光り輝く剣を持った大男だ。逆光で表情はわからないが、こちらに落下してくる。

僕はとっさの判断でリィズを跳ね除け、ティノを抱きしめ、こんな時にでも身につけるのを忘れていなかった 結界指(セーフ・リング) を任意起動した。

上空から落ちてきた光と衝撃を、ぎりぎりで発動した結界がはねのける。

雷が大地を焼き、眼前で巨大な刃が撓み、結界により大きく弾かれる。悲鳴を上げる間すらない。

一瞬で闇が戻り、いきなり攻撃を仕掛けてきた人影が大きく飛び退った。

そこで僕は襲撃者の正体を知った。

「き、さ、ま……何を、やっているッ!?」

「え……いや、それはこっちのセリフだけど……」

強烈な一撃と共に空から降ってきたのはアーノルド・ヘイルだった。ただし、全身泥で汚れており、ただでさえ強面の顔は悪鬼の如く歪んでいる。

腕の中で頭を上げたティノが小さく悲鳴を上げる。凄まじい殺意――重圧が全身にかかる。僕は混乱のあまり手近にあったティノの頭を撫でた。

アーノルドの手には光り輝く巨大な剣があった。金色の刃は音を立てて帯電しており、僕はそこでようやく先程までガレスト山脈ではしっていた光の正体に思い当たる。

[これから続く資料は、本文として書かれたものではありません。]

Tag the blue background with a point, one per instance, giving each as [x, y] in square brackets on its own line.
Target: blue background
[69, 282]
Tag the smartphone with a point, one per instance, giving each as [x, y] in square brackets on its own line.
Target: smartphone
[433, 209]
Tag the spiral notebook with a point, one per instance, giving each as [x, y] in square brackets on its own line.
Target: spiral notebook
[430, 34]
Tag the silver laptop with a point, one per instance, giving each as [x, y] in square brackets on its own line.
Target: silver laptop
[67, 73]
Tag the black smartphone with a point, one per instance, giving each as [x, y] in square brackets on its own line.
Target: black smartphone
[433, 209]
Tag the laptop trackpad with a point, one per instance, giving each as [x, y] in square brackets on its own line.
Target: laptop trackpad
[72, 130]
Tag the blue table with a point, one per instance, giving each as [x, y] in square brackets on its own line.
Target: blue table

憤怒で赤く染まった顔。光り輝く剣のせいで、その容貌がよく見えた。

何だ? 一体これはどういう状況だ?

アーノルドが怒りに震えている。

「……全て、押し付け――ッ、自分は――ッ! な、なめ――」

「……なめこ?」

「し、死ねえええええええええええええええええええッ!」

感情の全てを込めたような咆哮をあげ、アーノルドが襲いかかってきた。